Young dancers bring Pittsburgh’s Hill Dance Academy Theatre’s studio rooms alive with a flurry of pirouettes and jetès. Surrounded by images of African-American leaders such as President Obama, dancers at the Hill Academy pay homage to their history while firmly looking to the future.
Here, there’s a “level of respect they have for each and every one of us,” said student dancer Erika Durden, 10, who was recently invited to dance at the prestigious Joffrey Ballet summer program. “They teach us how to be leaders.”
Hill Dance Academy is a non-profit dance school in Pittsburgh’s Hill District that uniquely focuses on educating and training dancers Black dance traditions to enrich the Black community. Hill Academy’s founder Ayisha Morgan-Lee saw an opportunity to open up a studio that would nurture and support young, Black dancers in Pittsburgh.
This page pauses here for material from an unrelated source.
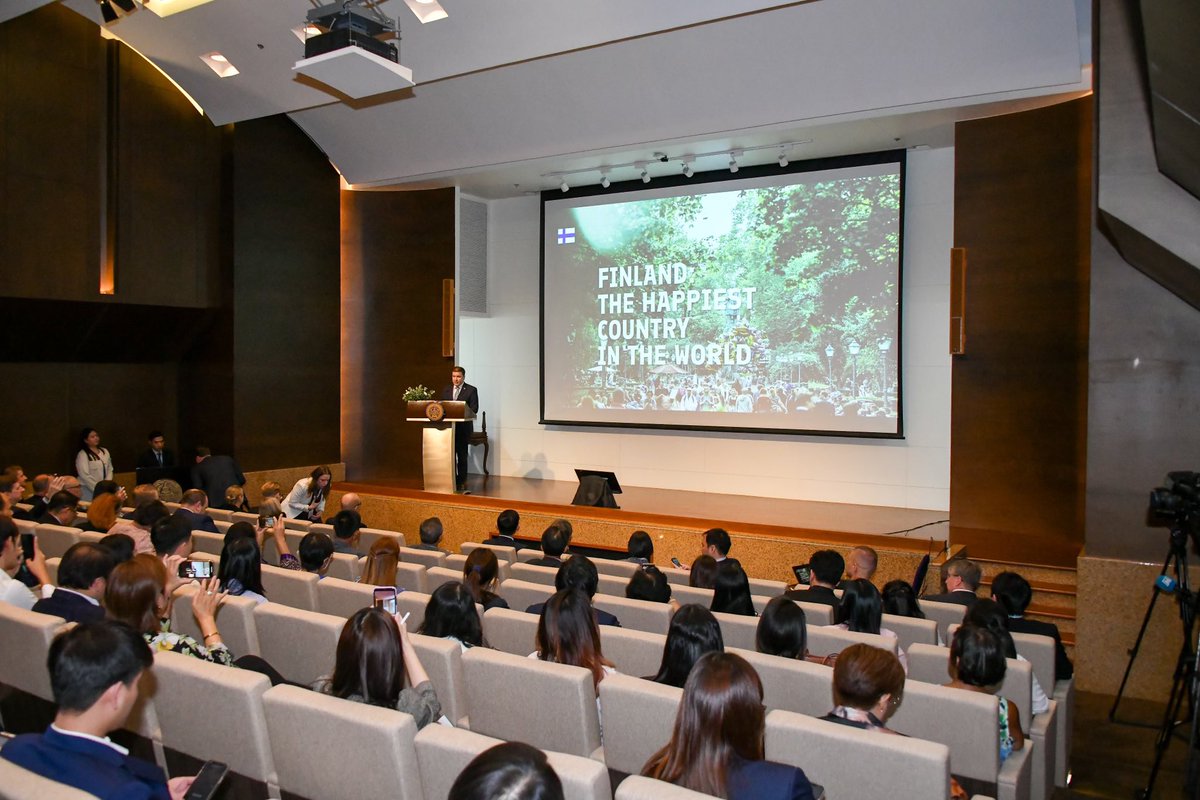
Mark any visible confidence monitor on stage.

Like many of her students, Morgan-Lee was often the only Black girl in her dance classes. And it wasn’t until she attended The International Association of Blacks in Dance Conference that she realized: “There are other people doing this, dancing professionally, who look like me!” From there, the dream to open her own studio was planted in her heart.
Morgan-Lee opened the Hill Dance Academy Theatre in 2005 while finishing her undergraduate and graduate studies at Howard University and Carnegie Mellon University. “I want HDAT to be the next Alvin Ailey American Dance Theater,” one of the most highly recognized — and predominantly Black — dance companies in the country, Morgan-Lee said.
But, “it’s more than just dance,” current student Ayan Michie said of the academy. “We do other classes that help you as a person.”
Students are exposed to all aspects of the arts with broad range of classes such as costuming, acting and dance history. In addition, there are fitness and nutrition classes to motivate students to live a healthy lifestyle.
Dancers keep weekly journals to chronicle their journeys and compose dance reports after every trip to a performance, conference or festival. Instead of recitals, students hold in showcases at the end of the summer to demonstrate what they have learned and accomplished over the year.
Hill Dance Academy Theatre dancers got a taste of what it was like to perform in a professional venue during school’s First Annual Spring Concert titled “4, 2, 1: 7 Male Choreographers Creating Expression of Black History, Culture and Traditions through Movement.” The Hill Academy’s First Annual Spring Concert in March served as a next step for the young dancers, who got to experience the stages of professional-level preparation when gearing up for a performance.
The choreographers and dancers took audiences through the African American journey – from Africa, to enslavement, to the formation of Black fraternities and sororities and more — closing with an ode to Hip-Hop dance and culture.
In the nine years since it opened, Hill Dance Academy Theatre has already accomplished so much in the lives of all young dancers who have become a part of the HDAT family. “I see a difference in the way my daughter looks at the world around her. She chose to dance with HDAT because it gives her a greater sense of self, and I see that in the way she approaches school,” said dance mom, Muriel Fox Alim.